Statistical Analyses

Data for each assay were compared by analysis of variance (ANOVA) and Student’s t test using GraphPad Prism version 5 (La Jolla, CA). Differences between the groups were identified by ANOVA and multiple comparison procedures, as we previously described (20). Data are expressed as the mean ± SD. Results were considered statistically significant at p < 0.05.

Results

FGF-1 Topical Ocular Treatment Reduced Primary Ocular Herpes Stromal Keratitis and Blepharitis in Mice, Independent of Virus Replication

We first investigated the effect of the Engineered Fibroblast Growth Factor-1 (FGF1 also designated as TTHX1114, structure illustrated in Figure 1A) on corneal keratopathy in C57BL/6 (B6) mice infected ocularly with 1 x 10⁵ or 5 x 10⁵ PFUs of HSV-1 (strain McKrae). Starting day one post-infection (PI) B6 mice received daily topical ocular treatment with TTHX1114 twice daily (8 hour. intervals) for 14 days (Figure 1B). The efficacy of TTHX1114 on primary corneal infection and disease was tested at an initial dose of 1.6 ng/eye, twice a day. The severity of primary stromal keratitis and blepharitis was monitored on days 2, 5, 7, 10, 14, 21 and 28 PI (Figure 1B). HSV-1 replication in cornea was also determined at 2, 5, 7, 10 days PI (Figure 1B). As shown in the representative corneal pictures in Figure 1C, compared to HSV-1 infected vehicle-treated mice (lower panel), the infected and TTHX1114-treated mice (top panel) showed a significant decrease of corneal herpetic disease. The most significant decrease in primary stromal keratitis was recorded on days 14 and 21 (P = 0.04 and P = 0.02, respectively, Figure 1D). A significant decrease in blepharitis was recorded on days 7 and 14 (P = 0.02 and P = 0.04, respectively, Figure 1E). However, there was no significant effect observed with TTHX1114 on mouse survival following HSV-1 infection (Figure 1F). No significant effect of TTHX1114 on corneal virus replication was detected (Figures 1F, G). The effect of TTHX1114 treatment was recorded at both high dose 5 x 10⁵ PFUs and low 1 x 10⁵ dose of HSV-1, on blepharitis as early as day 5 post-treatment (Figure 2A) and on keratitis at day 7 post-treatment (Figure 2B). Immunohistochemistry and FACS analysis were carried out to assess if FGF-1 treatment can affect lymphangiogenesis and lymphocyte infiltration in HSV-1-infected mice. The significant reduction in primary corneal keratopathy following TTHX1114 treatment was not associated with a reduction in lymphangiogenesis (Supplemental Figure 1).

FIGURE 1

Figure 1 Effect of FGF-1 treatment on corneal disease during acute corneal HSV-1 infection: (A) Structure of FGF-1, an engineered FGF-1 known to aid in corneal epithelial wound healing. (B) Experimental plan to assess the effect of FGF-1 topical eye treatment in HSV-1 (McKrae) infected B6 mice is shown.
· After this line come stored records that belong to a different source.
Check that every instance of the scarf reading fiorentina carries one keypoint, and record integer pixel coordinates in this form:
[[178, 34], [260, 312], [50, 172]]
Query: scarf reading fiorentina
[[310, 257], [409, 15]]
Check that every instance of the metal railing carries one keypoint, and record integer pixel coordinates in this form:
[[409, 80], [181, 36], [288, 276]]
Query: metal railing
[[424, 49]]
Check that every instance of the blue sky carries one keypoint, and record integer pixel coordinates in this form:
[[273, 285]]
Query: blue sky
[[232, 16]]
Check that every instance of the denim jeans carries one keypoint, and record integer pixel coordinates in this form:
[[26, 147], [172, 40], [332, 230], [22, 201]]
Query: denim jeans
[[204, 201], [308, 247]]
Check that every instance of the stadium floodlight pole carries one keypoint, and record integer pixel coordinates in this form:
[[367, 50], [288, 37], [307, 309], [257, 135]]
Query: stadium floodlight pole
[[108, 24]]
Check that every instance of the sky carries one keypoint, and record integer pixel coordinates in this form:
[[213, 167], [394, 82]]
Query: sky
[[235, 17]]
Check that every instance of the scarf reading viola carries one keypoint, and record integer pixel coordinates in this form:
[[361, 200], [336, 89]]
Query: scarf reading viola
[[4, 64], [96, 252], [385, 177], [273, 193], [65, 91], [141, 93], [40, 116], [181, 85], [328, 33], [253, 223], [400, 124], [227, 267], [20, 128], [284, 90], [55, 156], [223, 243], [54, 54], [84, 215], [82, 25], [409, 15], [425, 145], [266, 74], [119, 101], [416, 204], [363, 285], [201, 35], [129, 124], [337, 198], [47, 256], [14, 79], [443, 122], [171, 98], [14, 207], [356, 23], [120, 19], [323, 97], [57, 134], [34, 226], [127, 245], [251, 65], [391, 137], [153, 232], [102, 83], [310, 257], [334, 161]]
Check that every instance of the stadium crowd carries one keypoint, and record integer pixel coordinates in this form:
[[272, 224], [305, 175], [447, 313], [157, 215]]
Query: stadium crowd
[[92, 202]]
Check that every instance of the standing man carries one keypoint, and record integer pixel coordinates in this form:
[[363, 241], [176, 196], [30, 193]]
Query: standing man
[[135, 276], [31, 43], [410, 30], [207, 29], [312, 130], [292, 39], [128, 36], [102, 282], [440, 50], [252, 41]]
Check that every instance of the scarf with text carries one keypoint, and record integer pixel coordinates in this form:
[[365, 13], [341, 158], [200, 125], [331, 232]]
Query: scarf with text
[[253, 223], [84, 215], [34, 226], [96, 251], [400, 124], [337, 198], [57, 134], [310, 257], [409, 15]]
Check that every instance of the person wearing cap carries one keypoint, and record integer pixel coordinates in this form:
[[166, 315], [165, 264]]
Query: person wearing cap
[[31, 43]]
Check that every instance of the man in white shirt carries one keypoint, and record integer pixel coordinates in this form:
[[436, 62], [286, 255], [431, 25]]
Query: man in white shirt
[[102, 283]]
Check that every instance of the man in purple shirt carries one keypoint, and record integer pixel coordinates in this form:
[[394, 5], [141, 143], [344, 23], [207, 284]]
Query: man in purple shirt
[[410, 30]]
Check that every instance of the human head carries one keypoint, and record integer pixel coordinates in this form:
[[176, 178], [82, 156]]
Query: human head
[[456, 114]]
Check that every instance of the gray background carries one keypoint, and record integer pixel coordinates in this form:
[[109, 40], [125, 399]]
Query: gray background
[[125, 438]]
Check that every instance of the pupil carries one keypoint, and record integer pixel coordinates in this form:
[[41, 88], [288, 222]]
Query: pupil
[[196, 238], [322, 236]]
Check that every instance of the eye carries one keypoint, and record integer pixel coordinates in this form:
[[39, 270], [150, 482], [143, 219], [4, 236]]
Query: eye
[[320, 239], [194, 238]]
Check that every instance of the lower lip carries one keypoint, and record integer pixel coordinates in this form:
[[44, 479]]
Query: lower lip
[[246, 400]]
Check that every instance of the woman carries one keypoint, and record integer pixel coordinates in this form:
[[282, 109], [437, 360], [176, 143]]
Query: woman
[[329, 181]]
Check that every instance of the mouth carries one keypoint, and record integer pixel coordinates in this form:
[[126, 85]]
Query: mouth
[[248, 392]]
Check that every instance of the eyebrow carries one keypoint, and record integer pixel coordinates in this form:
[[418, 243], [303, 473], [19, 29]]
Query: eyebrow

Mice were mock treated/treated with FGF-1 (1.6 ng/eye, twice a day) from day1 post-infection with HSV-1 McKrae (5X10⁵/eye). Mice were scored at day 5, 7, 10,14, 21, 28 for pathological symptoms of Keratitis and blepharitis after infection with 5X 10⁵ pfu/eye of HSV-1 McKrae, mock/treated with FGF-1 from day1 p.i. Stromal keratitis was scored as 0- no disease; 1- cloudiness, some iris detail visible; 2- iris detail obscured; 3- cornea totally opaque; and 4- cornea perforation. Blepharitis was scored as 0- no disease; 1- puffy eyelids; 2- puffy eyelids with some crusting; 3- eye swollen shut with severe crusting; and 4- eye completely swollen shut. Keratitis score and Blepharitis score in mice mock/treated with FGF-1 during corneal HSV-1 infection. (C) Representative eye pictures of mice mock treated/treated with FGF-1 from day1 after infection with HSV-1 McKrae. Graph showing corresponding keratitis (D) and blepharitis score (E) at day 7, 10 14 p.i. Data represent the mean score from experiment with a total of 10 mice per group. (F) Survival plot of mice mock treated/treated with FGF-1 (1.6 ng/eye) twice a day from day1 post-infection with HSV-1 McKrae (5X10⁵/eye). (G) Graph showing virus titre in eye swabs of TTHX1114 and mock treated mice, estimated by plaque assay. NS, not significant.

FIGURE 2

Figure 2 Efficacy of an engineered FGF-1, TTHX1114, on the reduction of severity of primary corneal herpetic disease: Mice were treated, or mock treated, with TTHX1114 (1.6 ng/eye, twice a day) from day1 post-infection with HSV-1 McKrae (1 x 10⁵ and 5 x 10⁵ pfu/eye). Mice were scored for pathological symptoms of blepharitis and Keratitis after infection at day 5, 7, 10, 14, 21 and 28 -days post-infection. Stromal keratitis was scored as 0- no disease; 1- cloudiness, some iris detail visible; 2- iris detail obscured; 3- cornea totally opaque; and 4- cornea perforation. Blepharitis was scored as 0- no disease; 1- puffy eyelids; 2- puffy eyelids with some crusting; 3- eye swollen shut with severe crusting; and 4- eye completely swollen shut. Bar graph illustrating the percentage reduction in blepharitis (A) and keratitis (B) scores between mice infected with HSV-1 McKrae 1 x 10⁵ (white boxes) or 5 x 10⁵ pfu/eye (black boxes) untreated vs following treatment with TTHX1114. The reduction in blepharitis and keratitis score following treatment with TTHX1114 was calculated as percentage of mock treated group for each scoring day. In A, the efficacy of TTHX1114 in decreasing the blepharitis score at day 14 is identical in mice infected with a low (1 x 10⁵) or high (5 x 10⁵ pfu/eye) HSV-1 McKrae strain titer. The reduction in blepharitis score is otherwise greater at all other time points in mice infected with HSV-1 McKrae 1 x 10⁵ compared to 5 x 10⁵ pfu/eye. In contrast, the reduction in the keratitis score is comparable in mice infected with HSV-1 McKrae 1 x 10⁵ or to 5 x 10⁵ pfu/eye (B).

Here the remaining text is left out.